Here is the answer. Here is the inner working of Abraham's faith. It was not an emotional spasm or a desperate gamble. It was a logical deduction. The Greek word for "considered" is logisamenos, from which we get our word "logic." Abraham reasoned, he calculated, he reckoned. He took two truths that God had revealed and laid them side by side: first, "In Isaac shall your seed be called," and second, "Offer Isaac as a burnt offering." Since both were from God, both had to be true. The only way to reconcile them was to conclude that God would raise Isaac from the dead. If God had promised to make a great nation from Isaac, and Isaac was about to be reduced to ashes, then God would have to bring him back from those ashes. It was as simple and as profound as that. Resurrection was the necessary corollary of God's faithfulness. And so, the text says, "figuratively speaking, he also received him back." When the angel of the Lord stopped him and provided the ram, it was as if Isaac had been brought back from the realm of the dead. For three days, in Abraham's mind, his son was a dead man walking. When he received him back at the command of God, it was a down payment, a type, a glorious foreshadowing of the greater Son who would actually go through death and come out the other side on the third day.
Application
The story of Abraham and Isaac on Moriah is not just a historical curiosity for us to admire from a safe distance. It is a paradigm for the Christian life. Every believer is called to a life of faith, and that means every believer will be tested. God will bring us to places where His commands seem to contradict His promises, or at least our understanding of them. He will ask us to put our most cherished things on the altar, the very things we think are essential for our happiness and for the fulfillment of His will for us. It might be a career, a relationship, a financial security, or a personal ambition.

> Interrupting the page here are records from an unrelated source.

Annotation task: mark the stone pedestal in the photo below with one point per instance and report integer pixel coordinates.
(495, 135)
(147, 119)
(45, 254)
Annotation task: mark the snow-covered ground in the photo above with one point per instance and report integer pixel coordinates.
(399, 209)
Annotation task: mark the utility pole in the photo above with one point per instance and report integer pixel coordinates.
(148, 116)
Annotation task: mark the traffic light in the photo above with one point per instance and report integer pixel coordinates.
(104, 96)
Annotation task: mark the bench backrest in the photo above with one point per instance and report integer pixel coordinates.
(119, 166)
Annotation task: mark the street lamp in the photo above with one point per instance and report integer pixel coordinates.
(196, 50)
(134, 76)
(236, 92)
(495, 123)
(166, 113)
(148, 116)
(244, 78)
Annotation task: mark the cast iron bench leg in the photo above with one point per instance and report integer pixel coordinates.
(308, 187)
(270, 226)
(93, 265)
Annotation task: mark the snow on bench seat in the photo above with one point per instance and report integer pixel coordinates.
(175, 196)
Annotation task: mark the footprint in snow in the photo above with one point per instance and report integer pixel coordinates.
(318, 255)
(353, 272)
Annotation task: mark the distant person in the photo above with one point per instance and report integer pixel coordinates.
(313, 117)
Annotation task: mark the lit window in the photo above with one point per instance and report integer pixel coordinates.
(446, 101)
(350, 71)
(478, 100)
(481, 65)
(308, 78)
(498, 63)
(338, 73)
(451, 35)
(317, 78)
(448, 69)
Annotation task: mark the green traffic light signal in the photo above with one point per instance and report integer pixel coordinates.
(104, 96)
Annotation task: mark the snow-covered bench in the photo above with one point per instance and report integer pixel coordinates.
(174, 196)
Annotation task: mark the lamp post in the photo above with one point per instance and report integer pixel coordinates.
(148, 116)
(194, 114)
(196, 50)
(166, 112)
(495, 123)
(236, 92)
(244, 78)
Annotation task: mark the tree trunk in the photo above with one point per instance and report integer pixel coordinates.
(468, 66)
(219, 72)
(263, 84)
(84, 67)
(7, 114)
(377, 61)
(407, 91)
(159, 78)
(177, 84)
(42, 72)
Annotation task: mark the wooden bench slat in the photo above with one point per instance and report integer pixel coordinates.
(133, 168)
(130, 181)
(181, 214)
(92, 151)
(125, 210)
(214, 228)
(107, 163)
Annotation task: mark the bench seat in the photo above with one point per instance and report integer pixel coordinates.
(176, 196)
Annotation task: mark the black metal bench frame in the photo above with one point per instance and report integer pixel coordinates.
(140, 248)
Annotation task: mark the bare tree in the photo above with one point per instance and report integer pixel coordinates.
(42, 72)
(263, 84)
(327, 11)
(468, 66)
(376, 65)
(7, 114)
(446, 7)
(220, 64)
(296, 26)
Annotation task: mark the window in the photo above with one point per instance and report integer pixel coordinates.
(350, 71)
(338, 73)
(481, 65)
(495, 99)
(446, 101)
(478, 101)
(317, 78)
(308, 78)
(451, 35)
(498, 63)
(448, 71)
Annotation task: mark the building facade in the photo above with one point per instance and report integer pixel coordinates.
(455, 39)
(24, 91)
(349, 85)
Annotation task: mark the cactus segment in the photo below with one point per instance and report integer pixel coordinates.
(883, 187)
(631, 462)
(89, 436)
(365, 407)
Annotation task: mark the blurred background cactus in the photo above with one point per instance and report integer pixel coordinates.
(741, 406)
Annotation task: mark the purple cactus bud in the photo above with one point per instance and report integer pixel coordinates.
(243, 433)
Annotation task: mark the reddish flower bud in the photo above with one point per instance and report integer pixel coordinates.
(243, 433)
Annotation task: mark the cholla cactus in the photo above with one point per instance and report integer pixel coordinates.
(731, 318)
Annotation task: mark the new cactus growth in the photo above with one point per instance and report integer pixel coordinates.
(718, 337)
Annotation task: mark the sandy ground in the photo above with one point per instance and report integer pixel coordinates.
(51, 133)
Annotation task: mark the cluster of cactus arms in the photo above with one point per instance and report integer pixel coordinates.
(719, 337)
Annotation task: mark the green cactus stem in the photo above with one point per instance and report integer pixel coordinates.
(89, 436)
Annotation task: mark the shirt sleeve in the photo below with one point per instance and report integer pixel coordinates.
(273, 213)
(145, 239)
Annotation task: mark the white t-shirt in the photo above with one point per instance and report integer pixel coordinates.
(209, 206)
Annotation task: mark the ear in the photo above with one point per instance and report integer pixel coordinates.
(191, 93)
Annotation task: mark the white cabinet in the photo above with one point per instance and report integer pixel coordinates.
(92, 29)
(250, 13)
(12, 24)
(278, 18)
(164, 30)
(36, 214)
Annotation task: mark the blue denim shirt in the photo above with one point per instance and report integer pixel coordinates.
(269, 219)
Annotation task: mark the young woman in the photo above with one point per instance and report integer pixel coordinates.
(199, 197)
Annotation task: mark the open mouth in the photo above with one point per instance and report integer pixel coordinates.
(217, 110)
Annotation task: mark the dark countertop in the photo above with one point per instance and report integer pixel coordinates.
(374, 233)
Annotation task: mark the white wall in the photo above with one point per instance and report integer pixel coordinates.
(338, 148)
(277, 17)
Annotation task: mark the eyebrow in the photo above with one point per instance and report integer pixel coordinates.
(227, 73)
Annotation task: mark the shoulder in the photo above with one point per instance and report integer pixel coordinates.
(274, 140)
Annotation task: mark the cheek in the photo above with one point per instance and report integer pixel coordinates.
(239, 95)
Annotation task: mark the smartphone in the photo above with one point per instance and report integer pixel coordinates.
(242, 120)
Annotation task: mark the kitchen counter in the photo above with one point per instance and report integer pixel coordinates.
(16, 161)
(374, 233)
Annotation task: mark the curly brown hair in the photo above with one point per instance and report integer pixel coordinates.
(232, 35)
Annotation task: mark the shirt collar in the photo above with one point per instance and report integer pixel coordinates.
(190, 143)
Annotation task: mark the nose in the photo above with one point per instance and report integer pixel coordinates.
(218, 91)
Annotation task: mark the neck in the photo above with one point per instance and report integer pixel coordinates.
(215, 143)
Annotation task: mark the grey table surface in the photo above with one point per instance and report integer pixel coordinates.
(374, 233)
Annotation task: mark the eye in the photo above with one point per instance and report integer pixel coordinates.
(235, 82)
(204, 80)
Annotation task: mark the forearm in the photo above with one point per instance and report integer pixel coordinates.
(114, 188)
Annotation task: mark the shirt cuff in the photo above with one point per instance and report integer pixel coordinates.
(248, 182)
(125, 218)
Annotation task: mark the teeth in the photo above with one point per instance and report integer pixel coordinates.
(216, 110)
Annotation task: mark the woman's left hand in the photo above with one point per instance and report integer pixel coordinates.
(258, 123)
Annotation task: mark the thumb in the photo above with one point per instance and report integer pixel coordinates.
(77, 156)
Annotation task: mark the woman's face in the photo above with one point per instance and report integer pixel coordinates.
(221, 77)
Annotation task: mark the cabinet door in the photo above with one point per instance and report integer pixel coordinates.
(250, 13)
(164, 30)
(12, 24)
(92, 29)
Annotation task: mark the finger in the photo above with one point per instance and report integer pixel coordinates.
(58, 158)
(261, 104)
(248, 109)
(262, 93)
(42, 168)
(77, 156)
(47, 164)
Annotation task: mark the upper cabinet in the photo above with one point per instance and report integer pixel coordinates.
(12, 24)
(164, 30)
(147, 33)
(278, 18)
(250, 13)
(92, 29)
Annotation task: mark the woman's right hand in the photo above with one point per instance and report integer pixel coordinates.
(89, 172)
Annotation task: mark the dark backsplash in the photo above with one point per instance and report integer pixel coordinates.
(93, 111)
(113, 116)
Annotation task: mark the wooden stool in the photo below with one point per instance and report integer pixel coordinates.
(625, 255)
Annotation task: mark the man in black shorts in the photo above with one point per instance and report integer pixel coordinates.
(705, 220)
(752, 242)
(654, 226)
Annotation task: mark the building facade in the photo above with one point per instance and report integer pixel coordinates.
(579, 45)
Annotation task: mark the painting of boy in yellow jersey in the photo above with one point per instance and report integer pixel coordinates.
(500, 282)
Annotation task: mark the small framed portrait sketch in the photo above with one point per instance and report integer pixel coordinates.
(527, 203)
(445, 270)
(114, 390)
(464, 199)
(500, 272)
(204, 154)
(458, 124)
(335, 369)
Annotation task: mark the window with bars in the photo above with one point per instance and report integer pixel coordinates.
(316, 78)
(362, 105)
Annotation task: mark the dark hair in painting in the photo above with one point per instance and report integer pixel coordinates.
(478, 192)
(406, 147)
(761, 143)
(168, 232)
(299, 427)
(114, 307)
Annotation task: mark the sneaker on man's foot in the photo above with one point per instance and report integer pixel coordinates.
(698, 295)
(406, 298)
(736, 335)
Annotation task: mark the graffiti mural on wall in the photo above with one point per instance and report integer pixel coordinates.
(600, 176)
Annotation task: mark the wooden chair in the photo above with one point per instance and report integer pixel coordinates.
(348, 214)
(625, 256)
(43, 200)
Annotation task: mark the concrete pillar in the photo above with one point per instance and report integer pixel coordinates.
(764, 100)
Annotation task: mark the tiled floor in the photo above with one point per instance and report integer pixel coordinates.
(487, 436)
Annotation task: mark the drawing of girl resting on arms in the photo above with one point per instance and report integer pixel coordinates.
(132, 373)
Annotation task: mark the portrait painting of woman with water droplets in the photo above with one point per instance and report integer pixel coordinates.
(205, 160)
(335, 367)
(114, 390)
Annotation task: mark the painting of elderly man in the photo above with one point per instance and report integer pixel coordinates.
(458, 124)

In those moments, we are faced with the same choice as Abraham. Will we trust our own understanding, our own sight, our own feelings? Or will we, like Abraham, reason from the character of God? Will we conclude that because God is good and because His promises are true, we can obey His commands, even when they are painful and perplexing? The faith that pleases God is the faith that reckons on God's ability to do the impossible. It is the faith that believes in a God of resurrection. When we place our "Isaac" on the altar, we are not destroying our hope; we are entrusting it to the only one who can bring life out of death. And we do this knowing that God has already provided the ultimate sacrifice. He did not spare His only Son, Jesus Christ, so that He might spare us. Because the Father offered up His Son for us, we can have the confidence to offer up everything to Him, knowing that whatever we surrender to Him, we will receive back, glorified and secured forever in the resurrected Christ.